O algoritmo considerou cinco atributos definidos pela marca como fundamentais para o potencial de venda dos produtos: desejabilidade, preço, cor, versatilidade e modelagem

No caso da Lode, o algoritmo considerou cinco atributos definidos por especialistas da própria marca como fundamentais para o potencial de venda dos produtos: desejabilidade (o grau de atração da peça), preço, cor, versatilidade e modelagem. As roupas foram avaliadas por funcionários da empresa, como estilistas e gerentes, em escalas que variavam, por exemplo, de indesejada a muito desejável e de barata a muito cara. “Assim, foram identificadas peças de menor atratividade e propostos ajustes na política de preço para torná-las mais atrativas”, conta o engenheiro Fábio Krykhtine, responsável pelo estudo.

A análise foi complementada por outra pesquisa, feita durante o Fashion Business, feira de atacadistas de todo o país no Rio de Janeiro, com clientes, produtores de moda e estilistas não ligados à marca. “As avaliações das peças no evento permitiram identificar os mercados em que tinham maior aceitação, o que pode orientar políticas de distribuição e de preço”, avalia. “Também foi possível comparar as percepções interna e externa sobre as peças, o que pode ajudar o trabalho da marca.”

O aumento de cerca de 30% nas vendas em relação ao ano anterior na feira foi muito positivo, segundo Krykhtine. “Marcas do setor costumam registrar crescimentos anuais de até 15%, com boas coleções e políticas de relacionamento”, compara. 

Uma lógica para as incertezas

Para traduzir de forma precisa a pouca exatidão das escolhas humanas, o engenheiro utilizou um tipo especial de lógica, chamada lógica fuzzy, ou difusa.
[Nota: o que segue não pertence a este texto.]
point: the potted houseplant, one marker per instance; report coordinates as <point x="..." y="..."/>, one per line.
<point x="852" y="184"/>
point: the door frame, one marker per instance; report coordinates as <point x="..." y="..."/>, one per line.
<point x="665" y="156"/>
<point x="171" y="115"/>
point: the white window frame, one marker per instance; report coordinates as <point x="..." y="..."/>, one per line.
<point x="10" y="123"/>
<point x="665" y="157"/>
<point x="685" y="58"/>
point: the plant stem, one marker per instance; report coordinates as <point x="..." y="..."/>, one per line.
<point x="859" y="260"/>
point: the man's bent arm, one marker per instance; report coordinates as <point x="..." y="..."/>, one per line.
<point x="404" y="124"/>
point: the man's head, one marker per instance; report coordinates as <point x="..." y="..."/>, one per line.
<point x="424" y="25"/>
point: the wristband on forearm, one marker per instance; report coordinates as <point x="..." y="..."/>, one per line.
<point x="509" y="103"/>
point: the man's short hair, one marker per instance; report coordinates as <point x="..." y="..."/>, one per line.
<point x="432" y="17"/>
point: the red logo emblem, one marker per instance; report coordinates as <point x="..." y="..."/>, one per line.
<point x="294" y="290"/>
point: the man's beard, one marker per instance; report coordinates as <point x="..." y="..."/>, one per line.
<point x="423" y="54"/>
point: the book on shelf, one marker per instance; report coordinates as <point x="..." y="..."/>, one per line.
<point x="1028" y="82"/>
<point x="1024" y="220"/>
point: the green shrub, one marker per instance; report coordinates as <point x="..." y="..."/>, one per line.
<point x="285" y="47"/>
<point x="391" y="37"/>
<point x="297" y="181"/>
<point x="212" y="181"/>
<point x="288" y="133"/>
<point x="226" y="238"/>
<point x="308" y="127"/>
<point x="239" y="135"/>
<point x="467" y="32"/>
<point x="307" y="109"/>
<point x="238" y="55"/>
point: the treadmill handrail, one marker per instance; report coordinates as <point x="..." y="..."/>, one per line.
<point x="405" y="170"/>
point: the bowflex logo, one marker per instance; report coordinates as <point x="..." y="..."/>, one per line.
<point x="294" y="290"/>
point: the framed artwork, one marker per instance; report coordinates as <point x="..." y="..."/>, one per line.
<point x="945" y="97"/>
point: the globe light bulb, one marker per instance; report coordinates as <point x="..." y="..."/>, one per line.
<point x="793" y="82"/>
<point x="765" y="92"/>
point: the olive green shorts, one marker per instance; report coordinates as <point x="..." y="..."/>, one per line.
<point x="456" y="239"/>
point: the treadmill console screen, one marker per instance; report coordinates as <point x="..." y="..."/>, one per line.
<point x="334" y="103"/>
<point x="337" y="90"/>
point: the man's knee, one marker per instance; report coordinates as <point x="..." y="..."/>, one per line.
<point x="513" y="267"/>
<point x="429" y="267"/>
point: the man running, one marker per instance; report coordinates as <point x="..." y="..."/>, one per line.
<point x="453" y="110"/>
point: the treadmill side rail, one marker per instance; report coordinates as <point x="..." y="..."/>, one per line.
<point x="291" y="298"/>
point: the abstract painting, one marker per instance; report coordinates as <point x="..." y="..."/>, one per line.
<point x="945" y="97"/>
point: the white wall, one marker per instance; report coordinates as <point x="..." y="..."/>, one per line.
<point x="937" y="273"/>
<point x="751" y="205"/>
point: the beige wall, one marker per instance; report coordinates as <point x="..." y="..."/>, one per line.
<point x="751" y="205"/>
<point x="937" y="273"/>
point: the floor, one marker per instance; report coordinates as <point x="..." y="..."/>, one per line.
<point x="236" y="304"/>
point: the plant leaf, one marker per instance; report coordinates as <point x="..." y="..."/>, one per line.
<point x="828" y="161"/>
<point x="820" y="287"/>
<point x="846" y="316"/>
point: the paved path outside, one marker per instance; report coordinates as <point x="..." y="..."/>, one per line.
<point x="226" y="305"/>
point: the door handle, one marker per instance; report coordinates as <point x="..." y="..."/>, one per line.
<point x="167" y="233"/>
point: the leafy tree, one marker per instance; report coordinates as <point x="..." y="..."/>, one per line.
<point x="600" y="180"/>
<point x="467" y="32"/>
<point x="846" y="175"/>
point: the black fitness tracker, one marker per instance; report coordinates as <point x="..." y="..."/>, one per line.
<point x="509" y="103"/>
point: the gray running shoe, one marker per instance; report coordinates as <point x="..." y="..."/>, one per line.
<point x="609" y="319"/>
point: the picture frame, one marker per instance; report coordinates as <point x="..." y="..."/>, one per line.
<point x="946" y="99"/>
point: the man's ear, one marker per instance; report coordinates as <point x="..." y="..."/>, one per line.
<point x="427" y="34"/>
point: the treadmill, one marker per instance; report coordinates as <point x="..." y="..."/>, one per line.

Ao trabalhar com dados linguísticos vagos ou incertos e com gradações como muito, pouco e bastante, a lógica fuzzy consegue abarcar com mais precisão as diferentes percepções dos diferentes públicos. “Algo muito desejável para mim é diferente de algo muito desejável para você”, afirma. “Os modelos matemáticos se distanciam da realidade quando trabalham variáveis como se fossem absolutas, já que a mente humana não funciona como a matemática clássica descreve.”

Shopping
Prever com exatidão a recepção de um produto pelo mercado é o sonho de qualquer empresa. O primeiro teste do algoritmo desenvolvido na Coppe foi um sucesso no mundo da moda e a metodologia já está sendo aplicada em outros setores. (foto: Flickr/ The Hamster Factor – CC BY-NC-ND 2.0)

Krykhtine explica que, na lógica fuzzy, as diferentes opiniões não se transformam em médias ou em simples pontos numa curva. “Elas se traduzem na criação de graduações, de intervalos fuzzy capazes de representar mais precisamente a desejabilidade de uma peça para diferentes públicos”, destaca. “Com isso, criamos bancos de dados dos quais podemos extrair uma série de relações que atribuem pesos diferentes para as opiniões de cada tipo de público, permitem um prognóstico do grau de atratividade de cada peça e até a possibilidade de diferenciar mercados específicos.”   

Krykhtine: “Poderíamos utilizar critérios diferentes para avaliar outros tipos de itens, como os de luxo, onde a exclusividade é mais importante que o preço”

O engenheiro destaca que o algoritmo poderia ser utilizado em setores muito variados, para avaliar outras questões e até mesmo para orientar ações nos pontos de venda. “Poderíamos utilizar critérios diferentes para avaliar outros tipos de itens, como os de luxo, onde a exclusividade é mais importante que o preço”, explica. “Também poderíamos fazer um levantamento com público no varejo, antes do lançamento da coleção, para orientar a distribuição e estabelecer bases para uma política de preço e de relacionamento, além da criação de um mapa de consumo da marca.”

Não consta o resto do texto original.